Articles and Analysis


Regression Analysis of the Democratic Race

Topics: Barack Obama , Exit Polls , Hillary Clinton , Jay Cost , NY Times

Over the last few days, a number of political scientist bloggers have turned their statistical firepower on the Democratic presidential race, producing some analyses that are both tantalizing in their implications and confusing for those unfamiliar with multiple regression analysis. The most interesting posts come from Brendan Nyhan, Jay Cost and DailyKos diarist Poblano. Other than pointing you to their efforts, here are a few thoughts.

In many ways, the Democratic contest is the perfect problem for multiple regression analysis. Many different important variables appear to be strongly related candidate support: race and ethnicity, gender, age, socio-economic status and whether voters participate in a primary or caucus (to name just the most obvious). We are really interested in understanding the independent effects of each of these factors. You can see crude efforts along these lines in the exit poll tabulations: How does vote preference vary by gender or age, for example, once we control for race? The promise of multiple regression is the ability to estimate the independent effects for a large number of different variables on vote choice while controlling for all of them simultaneously.

Another tempting feature of multiple regression analysis -- at least in theory -- is the ability to take a model that does a good job predicting the Obama-Clinton vote looking backwards, plug values for the upcoming contests for each of the variables into the model (race, gender, age, etc) and attempt to predict the outcomes. The lure of predicting "what might happen at the end of an active campaign" (as Poblano put it), is what led Bill Kristol to cite Poblano in his New York Times column. Obviously, if it were possible, we would all like to use hard data to anticipate what might happen in Ohio, Texas or Pennsylvania.

At the same time, the efforts by the aforementioned bloggers also demonstrate just how complex and challenging multiple regression analysis can be when applied to real world problems using real world data. Here are three reasons to be cautious about interpreting the models linked to above:

1) The data are imperfect. As Jay Cost explains, we have a choice between two kinds of data. "Micro-level" exit poll data and "macro-level" data from statewide results. Exit polls collect data on the vote preferences and characteristics of individual voters. That level of data is idea, since we want to understand how individuals vote (not states or counties). Unfortunately, for now, only the subgroup exit poll tabulations are available and not for all states. The networks have not conducted "entrance polls" for most of the smaller caucus states.

Data is plentiful at the aggregate level (mostly states) but far less precise. One problem is that Census data (on race, age, religion or socio-economic status) is based on the total population rather than those who participated in the Democratic primaries or caucuses. We also have a relatively small number of states to consider, and we have to deal with the statistical problem that populations sizes vary considerably from state to state.

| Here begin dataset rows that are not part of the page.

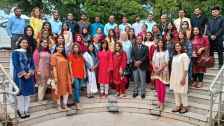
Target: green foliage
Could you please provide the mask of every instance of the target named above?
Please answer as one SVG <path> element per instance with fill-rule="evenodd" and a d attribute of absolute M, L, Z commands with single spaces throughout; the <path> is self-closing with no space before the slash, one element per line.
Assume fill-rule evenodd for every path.
<path fill-rule="evenodd" d="M 110 15 L 115 15 L 117 21 L 122 16 L 127 16 L 133 21 L 133 16 L 145 16 L 146 12 L 137 0 L 86 0 L 84 10 L 91 19 L 94 16 L 100 16 L 104 22 Z"/>

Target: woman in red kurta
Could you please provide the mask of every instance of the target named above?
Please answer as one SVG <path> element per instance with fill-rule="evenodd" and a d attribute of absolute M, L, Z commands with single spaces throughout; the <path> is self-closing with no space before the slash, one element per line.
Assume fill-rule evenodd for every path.
<path fill-rule="evenodd" d="M 111 52 L 108 50 L 108 43 L 105 41 L 102 44 L 101 50 L 98 52 L 99 69 L 98 69 L 98 83 L 100 84 L 100 96 L 107 96 L 109 90 L 109 60 Z"/>
<path fill-rule="evenodd" d="M 193 62 L 193 84 L 197 88 L 203 86 L 204 73 L 206 72 L 206 67 L 199 66 L 197 60 L 203 53 L 208 53 L 209 41 L 208 37 L 203 37 L 200 34 L 198 27 L 193 28 L 193 37 L 192 37 L 192 46 L 193 46 L 193 58 L 196 59 Z"/>
<path fill-rule="evenodd" d="M 121 43 L 115 44 L 115 52 L 112 55 L 110 66 L 113 71 L 113 83 L 116 86 L 117 96 L 125 96 L 125 76 L 123 72 L 127 66 L 127 55 L 122 50 Z"/>
<path fill-rule="evenodd" d="M 88 43 L 84 42 L 81 34 L 75 35 L 75 41 L 74 42 L 79 44 L 82 53 L 87 51 Z"/>

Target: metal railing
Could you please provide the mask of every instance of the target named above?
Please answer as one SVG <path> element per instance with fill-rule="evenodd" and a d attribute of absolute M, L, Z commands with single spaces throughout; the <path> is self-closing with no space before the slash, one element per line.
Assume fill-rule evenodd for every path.
<path fill-rule="evenodd" d="M 212 81 L 210 87 L 210 113 L 209 113 L 209 126 L 221 126 L 224 119 L 224 65 L 219 70 L 218 74 Z"/>
<path fill-rule="evenodd" d="M 18 124 L 16 95 L 19 88 L 0 64 L 0 124 L 3 126 Z"/>

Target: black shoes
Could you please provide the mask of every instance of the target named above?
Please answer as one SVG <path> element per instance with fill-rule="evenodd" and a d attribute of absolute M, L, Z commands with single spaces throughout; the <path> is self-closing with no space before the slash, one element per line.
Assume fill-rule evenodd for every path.
<path fill-rule="evenodd" d="M 137 93 L 134 93 L 134 94 L 132 95 L 133 98 L 136 98 L 137 96 L 138 96 Z"/>
<path fill-rule="evenodd" d="M 29 113 L 29 112 L 20 113 L 20 112 L 17 110 L 17 114 L 18 114 L 18 116 L 19 116 L 21 119 L 25 119 L 25 118 L 29 118 L 29 117 L 30 117 L 30 113 Z"/>
<path fill-rule="evenodd" d="M 144 99 L 144 98 L 145 98 L 145 94 L 142 94 L 142 96 L 141 96 L 141 97 L 142 97 L 142 99 Z"/>

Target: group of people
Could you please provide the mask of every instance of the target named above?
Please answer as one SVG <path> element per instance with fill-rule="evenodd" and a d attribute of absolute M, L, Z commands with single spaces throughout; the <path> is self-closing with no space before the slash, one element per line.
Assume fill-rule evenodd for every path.
<path fill-rule="evenodd" d="M 75 108 L 80 109 L 83 87 L 88 98 L 96 93 L 106 98 L 111 89 L 116 90 L 118 97 L 126 97 L 131 80 L 133 98 L 144 99 L 149 84 L 157 92 L 161 111 L 169 86 L 176 104 L 172 112 L 185 113 L 189 84 L 195 88 L 203 86 L 206 66 L 200 64 L 200 57 L 212 56 L 216 49 L 219 67 L 223 65 L 224 18 L 217 6 L 211 10 L 211 19 L 196 8 L 192 18 L 179 10 L 174 21 L 163 14 L 156 22 L 153 14 L 149 14 L 145 20 L 135 16 L 132 25 L 127 16 L 117 25 L 112 15 L 104 25 L 99 16 L 94 23 L 88 22 L 86 15 L 77 22 L 69 13 L 62 23 L 58 11 L 52 14 L 52 19 L 44 21 L 42 10 L 33 8 L 26 25 L 20 16 L 21 9 L 15 8 L 15 16 L 8 21 L 21 118 L 30 116 L 30 96 L 35 94 L 35 85 L 38 100 L 43 100 L 51 87 L 58 109 L 68 111 L 69 96 Z"/>

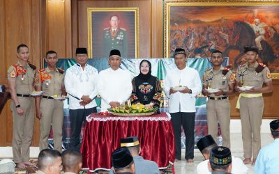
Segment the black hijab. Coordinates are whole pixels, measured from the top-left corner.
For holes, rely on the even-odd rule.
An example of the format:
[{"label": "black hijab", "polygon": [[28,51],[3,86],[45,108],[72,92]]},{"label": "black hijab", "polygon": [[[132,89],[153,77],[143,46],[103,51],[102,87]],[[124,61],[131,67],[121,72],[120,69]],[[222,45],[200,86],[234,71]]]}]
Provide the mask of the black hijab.
[{"label": "black hijab", "polygon": [[[140,71],[140,67],[142,66],[142,63],[144,62],[147,62],[147,63],[149,65],[149,71],[146,74],[144,74],[142,73],[142,72]],[[140,63],[140,74],[137,76],[140,79],[142,79],[143,80],[146,80],[148,79],[149,79],[151,77],[151,63],[147,61],[147,60],[142,60]]]}]

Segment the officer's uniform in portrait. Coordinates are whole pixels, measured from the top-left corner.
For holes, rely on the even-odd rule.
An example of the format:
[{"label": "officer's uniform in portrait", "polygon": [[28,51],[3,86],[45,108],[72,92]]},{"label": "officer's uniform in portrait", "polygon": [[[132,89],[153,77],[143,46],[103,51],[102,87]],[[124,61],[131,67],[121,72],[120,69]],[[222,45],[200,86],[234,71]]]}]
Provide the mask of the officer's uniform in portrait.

2) The models are poor predictors of the future. The limitations of the data are one reason why these sorts of regression models make for poor predictors of future outcomes. Consider the predictive accuracy of Poblano's model. He says it explained 95% of the variation in 26 states that voted through February 5 and reports estimates that predicted Obama's actual share of the vote within these states "within an average of two points." However, as TNR's Josh Patashnik points out, the model overestimated Obama's support in Louisiana (+11 points) and Nebraska (+8) and understated it in Washington (-14) and Maine (-7). The reason is something statisticians call "overfitting" "overestimation". The number of variables in Poblano's model (9) was large relative to the number of cases involved (26 states). So the "fit" of Poblano's model to the past data is deceiving because it is, in essence, too good. The 95% of variance explained is unique to those 26 states and thus does not generalize to predict the results in other states with anywhere near as much precision.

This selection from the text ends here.